What are the implications of telehealth for Medicare program integrity?

As policymakers weigh whether to extend or make permanent current flexibilities around Medicare coverage of telehealth, several questions have been raised about the impact of telehealth services on patient care quality and program spending, as well as the potential for fraud and overuse.

Since the current flexibilities were introduced, state and federal agencies have filed several lawsuits regarding the submission of fraudulent claims by telehealth companies to Medicare and other insurers. However, investigations by the HHS Office of the Inspector General (OIG) into provider billing patterns during the first year of the COVID-19 pandemic found that just 0.2% of providers who billed for a telehealth service during the period engaged in excessive billing patterns that posed a high risk to the Medicare program, and clinicians generally complied with Medicare requirements when providing Evaluation and Management services through telehealth, suggesting little evidence of widespread misuse to date. MedPAC has recommended that CMS take certain precautions if the current telehealth flexibilities are extended, such as applying additional scrutiny to “outlier” clinicians who deliver more telehealth services than others and requiring in-person visits before high-cost tests and medical equipment are paid for.

What is the expected impact of telehealth use on Medicare spending and the estimated cost of expanding coverage?

Expanding telehealth coverage is expected to lead to an increase in Medicare spending, but the overall magnitude in the long term is uncertain. Some telehealth services may replace in-person care, as in the case of behavioral health visits, but easier access to telehealth may also lead to an overall increase in use of services and higher costs. Prior research has found modest increases in clinical encounters and spending per person among Medicare beneficiaries in geographic areas and health systems with higher rates of telehealth use. At the same time, there is evidence to suggest that beneficiaries with greater access to telehealth services may have fewer emergency department visits and improved adherence to certain medications. Additional research would help policymakers and other interested parties determine whether any increases in Medicare spending as a result of expanded telehealth coverage are offset by improvements in quality of care or decreases in other costs, such as spending on preventable hospital admissions and other types of acute care services.

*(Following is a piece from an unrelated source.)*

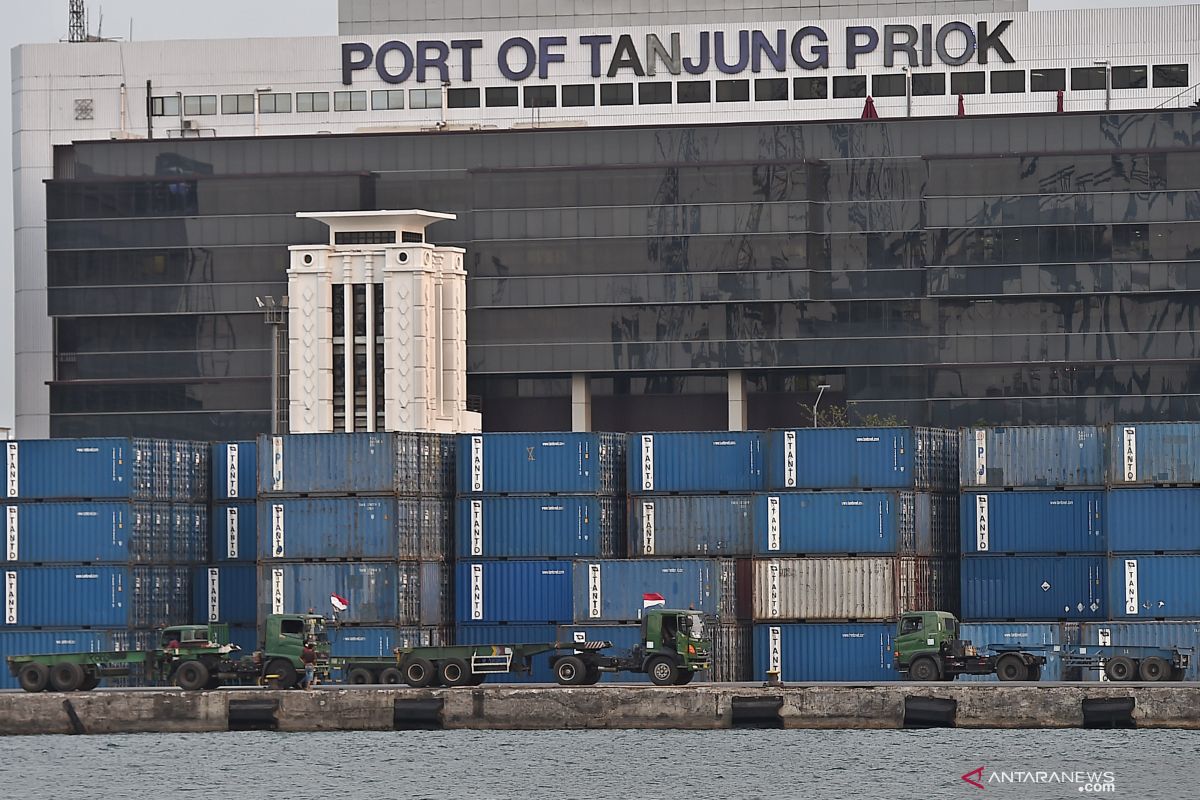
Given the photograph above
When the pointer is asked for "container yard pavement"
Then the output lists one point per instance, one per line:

The Congressional Budget Office (CBO) scored the extension of telehealth flexibilities through December 2024 under the Consolidated Appropriations Act of 2023 as costing $2.4 billion, on top of the $663 million estimated for a prior extension under the Consolidated Appropriations Act of 2022. CBO has not yet scored the cost of the most recent bills under consideration by the House of Representatives (see above), which include provisions to extend these flexibilities through December 2026.

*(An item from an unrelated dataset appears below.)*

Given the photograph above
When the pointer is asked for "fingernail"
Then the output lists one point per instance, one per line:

As policymakers weigh the implications of legislation to maintain or broaden Medicare coverage of telehealth, a key consideration is how to set payment rates for telehealth services across different care settings and provider types. Payment parity between in-person and telehealth services may encourage providers to invest more time and resources into telehealth, but some have raised questions about how to ensure that this investment does not come at the expense of patient care quality or access to in-person services for beneficiaries who prefer them. MedPAC has recommended that CMS return to paying the lower facility rate for most telehealth services, including those furnished by FQHCs and RHCs, and collect data on practice costs in order to adjust telehealth payment rates in the future. Where policymakers end up on these issues would likely affect the overall cost of extending or making permanent Medicare coverage of telehealth beyond 2024.